8 Warning Signs She’s Not the Right Woman for You

Feeling unappreciated? Always being blamed for the relationship’s problems? She just may not be the one for you, man.

Photo Credit: Matheus Ferrero on Unsplash

She doesn’t appreciate anything.

If you’re the type of man who consistently does little things to make her feel special, it’s equally as important that she is the type of woman who shows, in some way, shape or form, that she appreciates your efforts. There are a lot of men out there who are apathetic in their relationships. If you are not one of them, you deserve someone who is grateful for you.

Nothing is ever her fault.

A clear red flag is raised by a woman who doesn’t take responsibility for her actions or always tries to place the blame on someone else (especially you).

She’s inconsistent.

As I said in the introduction here, it’s easy for men to overlook details when it comes to a woman we’re infatuated with. But we need to be honest with ourselves — if someone we’re courting always seems to be canceling or postponing plans, taking forever to answer texts (if at all), or just seems generally disinterested, do yourself a favor and cut the cord.

You’re the only person she’s nice to.

When you go out to a bar or to dinner, pay attention to how she treats people who work there.
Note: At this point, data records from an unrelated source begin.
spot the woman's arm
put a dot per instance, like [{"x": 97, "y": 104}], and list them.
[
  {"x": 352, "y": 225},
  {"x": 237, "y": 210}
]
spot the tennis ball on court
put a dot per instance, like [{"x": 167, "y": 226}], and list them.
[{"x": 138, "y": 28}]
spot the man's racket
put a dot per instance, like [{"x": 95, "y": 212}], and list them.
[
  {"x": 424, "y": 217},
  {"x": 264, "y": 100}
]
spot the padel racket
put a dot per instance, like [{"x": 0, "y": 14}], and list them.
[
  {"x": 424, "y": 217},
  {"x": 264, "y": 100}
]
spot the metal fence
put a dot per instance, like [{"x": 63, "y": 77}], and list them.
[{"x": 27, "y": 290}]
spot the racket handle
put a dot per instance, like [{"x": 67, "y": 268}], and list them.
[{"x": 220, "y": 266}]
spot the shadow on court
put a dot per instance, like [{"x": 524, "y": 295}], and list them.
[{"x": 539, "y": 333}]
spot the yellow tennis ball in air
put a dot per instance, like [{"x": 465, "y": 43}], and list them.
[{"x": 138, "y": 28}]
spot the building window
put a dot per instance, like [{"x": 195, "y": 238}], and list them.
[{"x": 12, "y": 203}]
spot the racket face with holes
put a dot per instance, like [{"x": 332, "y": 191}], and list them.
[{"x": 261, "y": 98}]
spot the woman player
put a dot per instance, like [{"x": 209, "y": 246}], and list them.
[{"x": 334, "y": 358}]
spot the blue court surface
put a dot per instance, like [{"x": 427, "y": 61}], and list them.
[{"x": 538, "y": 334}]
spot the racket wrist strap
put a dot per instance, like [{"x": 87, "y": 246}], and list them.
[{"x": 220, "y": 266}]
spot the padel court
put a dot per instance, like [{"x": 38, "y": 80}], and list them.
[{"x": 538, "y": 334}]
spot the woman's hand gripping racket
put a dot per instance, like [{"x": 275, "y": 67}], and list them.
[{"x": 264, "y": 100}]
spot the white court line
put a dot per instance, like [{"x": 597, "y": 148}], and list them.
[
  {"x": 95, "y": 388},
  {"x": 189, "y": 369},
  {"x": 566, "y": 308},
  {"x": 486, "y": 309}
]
I’ve said the same before about men also — if a nice guy isn’t nice to the waiter, then he’s not really a nice guy.

She feels entitled, all the time.

You may find yourself talking to a woman who has been drowned in gifts or attention by previous boyfriends, or even her family. Every woman and man should have steadfast standards for how they deserve to be treated in a relationship, and should never settle for less. But there is a difference between that and expecting a certain level of treatment from someone.

You argue way too much.

Not much of an explanation needed here. It doesn’t matter how much you “love” someone, if they bring more negativity to your life than positivity, you need to let them go.

Your visions for the future aren’t even close.

Let’s be honest. If you’re entering into a long term relationship, there should be at least a general understanding of what each of you want for your life and your future. There is always room for compromise, but if one of you wants to live in Antarctica and the other wants to live in the African desert, you might be facing some future conflicts.